Saturday, July 19, 2008

Dorothy & Anne Shirley

Since Anne of Green Gables turns 100 years old this year, I figured it's about time to compare the popular red-haired heroine with Dorothy Gale.

Other than being girls who live on farms, both are orphans. Dorothy lives on a farm in Kansas with her Aunt Em and Uncle Henry. Anne lives at Green Gables, a farm in Avonlea (based on Cavendish) in Prince Edward Island in Canada. Her adoptive guardians are Marilla Cuthbert and her brother Matthew.
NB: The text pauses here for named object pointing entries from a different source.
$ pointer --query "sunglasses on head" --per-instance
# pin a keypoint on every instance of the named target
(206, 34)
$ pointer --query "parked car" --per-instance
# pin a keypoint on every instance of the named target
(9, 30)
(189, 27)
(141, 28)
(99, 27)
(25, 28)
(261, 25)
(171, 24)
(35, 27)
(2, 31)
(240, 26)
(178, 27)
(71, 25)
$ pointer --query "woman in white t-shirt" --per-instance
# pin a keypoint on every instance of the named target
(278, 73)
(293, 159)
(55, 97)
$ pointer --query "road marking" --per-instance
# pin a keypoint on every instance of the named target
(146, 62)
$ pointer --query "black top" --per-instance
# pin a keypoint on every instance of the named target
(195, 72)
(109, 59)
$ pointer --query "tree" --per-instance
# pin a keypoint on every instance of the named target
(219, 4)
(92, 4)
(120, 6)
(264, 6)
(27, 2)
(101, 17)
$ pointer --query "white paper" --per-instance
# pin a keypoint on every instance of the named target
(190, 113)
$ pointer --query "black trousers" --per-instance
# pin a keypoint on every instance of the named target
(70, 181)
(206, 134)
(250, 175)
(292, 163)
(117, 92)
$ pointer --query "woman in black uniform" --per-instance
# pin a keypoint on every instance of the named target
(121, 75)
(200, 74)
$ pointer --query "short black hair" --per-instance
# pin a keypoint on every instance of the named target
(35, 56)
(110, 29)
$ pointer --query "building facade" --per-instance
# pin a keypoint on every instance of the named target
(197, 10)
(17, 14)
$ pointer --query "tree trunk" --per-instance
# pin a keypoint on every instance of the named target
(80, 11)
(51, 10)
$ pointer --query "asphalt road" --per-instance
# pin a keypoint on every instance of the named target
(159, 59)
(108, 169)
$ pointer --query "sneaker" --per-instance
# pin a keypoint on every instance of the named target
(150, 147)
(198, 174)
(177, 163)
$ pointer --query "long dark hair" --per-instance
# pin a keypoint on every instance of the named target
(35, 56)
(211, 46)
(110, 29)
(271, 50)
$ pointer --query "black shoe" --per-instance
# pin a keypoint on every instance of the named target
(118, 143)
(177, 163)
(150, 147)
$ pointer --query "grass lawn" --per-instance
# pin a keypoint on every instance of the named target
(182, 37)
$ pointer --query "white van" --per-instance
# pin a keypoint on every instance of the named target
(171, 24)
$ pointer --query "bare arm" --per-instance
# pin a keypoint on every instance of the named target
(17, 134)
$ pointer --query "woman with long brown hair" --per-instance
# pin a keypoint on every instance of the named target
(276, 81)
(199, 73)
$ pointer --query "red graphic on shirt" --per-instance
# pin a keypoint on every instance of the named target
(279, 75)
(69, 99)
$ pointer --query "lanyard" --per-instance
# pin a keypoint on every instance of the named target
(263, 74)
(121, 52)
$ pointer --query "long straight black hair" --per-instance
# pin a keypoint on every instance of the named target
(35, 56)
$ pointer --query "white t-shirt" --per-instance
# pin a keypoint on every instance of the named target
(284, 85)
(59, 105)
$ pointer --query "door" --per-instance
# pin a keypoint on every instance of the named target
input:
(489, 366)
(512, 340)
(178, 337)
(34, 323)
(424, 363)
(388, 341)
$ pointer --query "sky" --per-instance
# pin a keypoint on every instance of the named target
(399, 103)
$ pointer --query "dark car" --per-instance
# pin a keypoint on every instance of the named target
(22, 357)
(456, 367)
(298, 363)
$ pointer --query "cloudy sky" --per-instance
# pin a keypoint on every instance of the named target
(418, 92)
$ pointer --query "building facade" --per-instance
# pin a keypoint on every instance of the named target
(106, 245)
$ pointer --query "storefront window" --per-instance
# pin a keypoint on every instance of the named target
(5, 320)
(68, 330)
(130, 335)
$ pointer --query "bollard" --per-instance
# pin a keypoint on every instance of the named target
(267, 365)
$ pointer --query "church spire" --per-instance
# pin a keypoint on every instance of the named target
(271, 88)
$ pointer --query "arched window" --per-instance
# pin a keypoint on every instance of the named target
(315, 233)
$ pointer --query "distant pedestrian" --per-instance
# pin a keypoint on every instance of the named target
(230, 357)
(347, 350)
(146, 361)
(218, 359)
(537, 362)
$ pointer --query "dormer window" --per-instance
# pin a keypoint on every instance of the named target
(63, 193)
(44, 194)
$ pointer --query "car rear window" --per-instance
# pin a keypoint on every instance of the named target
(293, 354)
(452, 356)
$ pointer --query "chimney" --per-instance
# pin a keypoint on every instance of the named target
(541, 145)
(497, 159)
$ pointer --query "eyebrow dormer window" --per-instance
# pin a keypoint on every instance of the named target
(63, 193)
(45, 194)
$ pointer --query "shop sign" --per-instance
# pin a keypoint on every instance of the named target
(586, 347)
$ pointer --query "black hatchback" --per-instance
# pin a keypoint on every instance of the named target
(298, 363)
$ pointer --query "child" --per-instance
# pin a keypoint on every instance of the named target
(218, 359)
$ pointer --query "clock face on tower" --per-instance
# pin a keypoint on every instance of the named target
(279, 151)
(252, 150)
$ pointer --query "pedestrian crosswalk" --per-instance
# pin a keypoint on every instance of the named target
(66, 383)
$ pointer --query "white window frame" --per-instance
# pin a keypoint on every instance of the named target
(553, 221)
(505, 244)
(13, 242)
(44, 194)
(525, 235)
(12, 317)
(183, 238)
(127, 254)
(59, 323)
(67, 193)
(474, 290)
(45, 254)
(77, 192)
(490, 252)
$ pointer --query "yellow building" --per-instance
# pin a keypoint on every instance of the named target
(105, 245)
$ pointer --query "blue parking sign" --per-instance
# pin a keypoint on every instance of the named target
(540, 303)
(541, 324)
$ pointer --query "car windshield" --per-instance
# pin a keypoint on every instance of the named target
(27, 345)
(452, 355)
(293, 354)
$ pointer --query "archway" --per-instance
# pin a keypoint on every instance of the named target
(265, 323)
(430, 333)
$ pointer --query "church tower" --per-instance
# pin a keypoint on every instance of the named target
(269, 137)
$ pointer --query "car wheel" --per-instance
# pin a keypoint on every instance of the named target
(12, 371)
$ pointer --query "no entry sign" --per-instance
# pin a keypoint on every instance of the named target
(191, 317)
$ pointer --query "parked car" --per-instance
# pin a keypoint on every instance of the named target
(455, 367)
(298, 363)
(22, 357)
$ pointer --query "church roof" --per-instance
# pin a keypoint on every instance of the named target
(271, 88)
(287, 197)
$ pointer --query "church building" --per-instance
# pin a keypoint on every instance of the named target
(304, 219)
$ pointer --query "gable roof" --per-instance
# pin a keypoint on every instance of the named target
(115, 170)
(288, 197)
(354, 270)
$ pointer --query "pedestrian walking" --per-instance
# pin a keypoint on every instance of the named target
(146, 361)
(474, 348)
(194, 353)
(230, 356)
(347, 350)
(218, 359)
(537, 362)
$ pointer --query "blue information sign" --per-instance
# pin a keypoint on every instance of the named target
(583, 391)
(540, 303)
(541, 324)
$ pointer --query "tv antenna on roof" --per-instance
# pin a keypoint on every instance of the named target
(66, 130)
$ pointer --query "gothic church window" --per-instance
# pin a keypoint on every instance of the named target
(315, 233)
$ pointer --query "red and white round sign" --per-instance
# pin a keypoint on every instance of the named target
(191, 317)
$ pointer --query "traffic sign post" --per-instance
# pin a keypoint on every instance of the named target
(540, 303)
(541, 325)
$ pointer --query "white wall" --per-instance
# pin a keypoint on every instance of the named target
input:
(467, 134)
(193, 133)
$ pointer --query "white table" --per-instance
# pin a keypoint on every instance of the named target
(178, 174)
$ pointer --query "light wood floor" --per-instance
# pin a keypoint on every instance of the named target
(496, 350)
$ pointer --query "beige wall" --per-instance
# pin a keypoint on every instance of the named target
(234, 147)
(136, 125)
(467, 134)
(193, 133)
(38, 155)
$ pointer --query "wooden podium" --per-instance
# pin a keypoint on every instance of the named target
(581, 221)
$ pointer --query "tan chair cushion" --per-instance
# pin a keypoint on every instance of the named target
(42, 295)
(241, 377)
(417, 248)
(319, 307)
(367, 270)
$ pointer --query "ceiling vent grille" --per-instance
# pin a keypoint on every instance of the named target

Matthew and Uncle Henry are a little comparable. Matthew is very shy and talks only to his closest friends. Uncle Henry keeps to himself at the start of Wonderful Wizard, though he seems to open up more to Dorothy (and even to Oz itself) as the series progressed. Likewise, Matthew opens up to Anne, and lets her talk his ear off in chapter 2 of Anne of Green Gables. Also, both are prone to bad health: Uncle Henry must visit Australia for his health in Ozma, while Matthew's health becomes one of the major factors in the climax of the first Anne book.
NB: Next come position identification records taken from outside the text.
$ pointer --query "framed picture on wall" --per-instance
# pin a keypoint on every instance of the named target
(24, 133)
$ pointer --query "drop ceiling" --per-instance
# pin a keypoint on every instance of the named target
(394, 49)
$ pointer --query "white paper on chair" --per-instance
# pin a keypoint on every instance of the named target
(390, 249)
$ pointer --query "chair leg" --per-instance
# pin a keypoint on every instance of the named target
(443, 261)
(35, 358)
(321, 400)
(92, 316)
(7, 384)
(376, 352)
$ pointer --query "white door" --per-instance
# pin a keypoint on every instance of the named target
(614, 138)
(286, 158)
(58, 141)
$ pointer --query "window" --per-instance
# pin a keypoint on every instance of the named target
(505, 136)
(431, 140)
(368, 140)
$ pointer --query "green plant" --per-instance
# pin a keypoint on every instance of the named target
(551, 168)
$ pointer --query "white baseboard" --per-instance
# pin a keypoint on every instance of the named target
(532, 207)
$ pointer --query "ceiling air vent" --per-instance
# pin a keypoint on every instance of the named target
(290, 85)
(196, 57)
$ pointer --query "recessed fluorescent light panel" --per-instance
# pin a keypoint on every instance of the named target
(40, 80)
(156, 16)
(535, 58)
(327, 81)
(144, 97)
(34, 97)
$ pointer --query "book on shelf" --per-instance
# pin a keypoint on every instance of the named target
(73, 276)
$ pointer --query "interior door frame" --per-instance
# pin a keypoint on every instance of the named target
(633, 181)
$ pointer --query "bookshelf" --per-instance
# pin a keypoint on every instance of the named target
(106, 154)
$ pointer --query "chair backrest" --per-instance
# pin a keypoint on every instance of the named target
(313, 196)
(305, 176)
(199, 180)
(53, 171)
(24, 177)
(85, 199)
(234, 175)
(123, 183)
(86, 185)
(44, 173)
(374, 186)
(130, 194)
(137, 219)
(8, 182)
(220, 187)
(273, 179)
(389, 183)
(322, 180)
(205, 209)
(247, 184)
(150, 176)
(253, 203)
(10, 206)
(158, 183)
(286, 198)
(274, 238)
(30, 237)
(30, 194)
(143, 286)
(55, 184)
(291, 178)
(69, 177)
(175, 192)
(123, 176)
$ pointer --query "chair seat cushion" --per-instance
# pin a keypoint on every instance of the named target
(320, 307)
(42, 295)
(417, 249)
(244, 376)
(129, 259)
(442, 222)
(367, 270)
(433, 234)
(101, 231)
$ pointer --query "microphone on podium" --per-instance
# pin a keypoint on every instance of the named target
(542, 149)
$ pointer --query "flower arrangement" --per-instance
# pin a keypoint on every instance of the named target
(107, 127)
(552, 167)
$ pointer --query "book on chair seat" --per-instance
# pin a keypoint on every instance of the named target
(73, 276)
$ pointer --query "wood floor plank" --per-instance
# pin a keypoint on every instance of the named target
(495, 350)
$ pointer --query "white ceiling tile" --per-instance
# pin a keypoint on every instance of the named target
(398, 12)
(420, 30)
I once came up with a possible situation for Uncle Henry that paralleled quite surprisingly with Matthew: I thought that maybe while Henry and Dorothy were traveling to get to their ship in Ozma, Uncle Henry indulges Dorothy in a haircut, where she gets the stylish bob that John R. Neill drew her with. Similarly, in Anne of Green Gables, Matthew indulges Anne in many of the simple pleasures other girls enjoy, the most memorable being when he secretly provides a dress for Anne with "puffed sleeves," although Marilla disapproves of using so much material.
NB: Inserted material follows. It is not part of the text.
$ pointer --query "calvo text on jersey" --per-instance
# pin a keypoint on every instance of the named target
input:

Aunt Em and Marilla are also comparable, in that they are matter-of-fact but loving older women. Aunt Em takes Dorothy's stories of Oz with a large grain of salt, while Marilla finds tactful ways to reprove Anne's wistful and whimsical dreams and actions.

Both Dorothy and Anne are kind girls, imaginative, and friendly. The big difference is their tempers: Dorothy is calmer, while Anne is more prone to lose it, though she gets over it as her story progresses.

Another big, and obvious, difference is that Dorothy really does go to fantasy worlds and meet fantastical characters. Anne, on the other hand, just imagines hers.

Yeah, you see, this comparison isn't as obvious as the one I did with Alice in Wonderland not too long ago: Dorothy's adventures are fantasy, Anne's are based in reality. Dorothy faces Wicked Witches, Nome Kings, Phanfasms, all sorts of fantastic enemies. Anne faces real-life hardships, irate neighbors, gossips, later on in the series, suitors, and the foibles of her own children.

So, really, if Anne of Green Gables had turned into a fantasy story mid-way, I guess there'd be some real parlells between Anne and Dorothy, but, such as it went, Lucy Montgomery did not go in that direction and created a successful series.

(Just in case you're wondering, no, I won't be comparing to Dorothy to Laura Ingalls, Pippi Longstocking, or every other young fictional heroine. I'd thought of doing the Anne/Dorothy comparision almost two years ago, and decided to do it now.)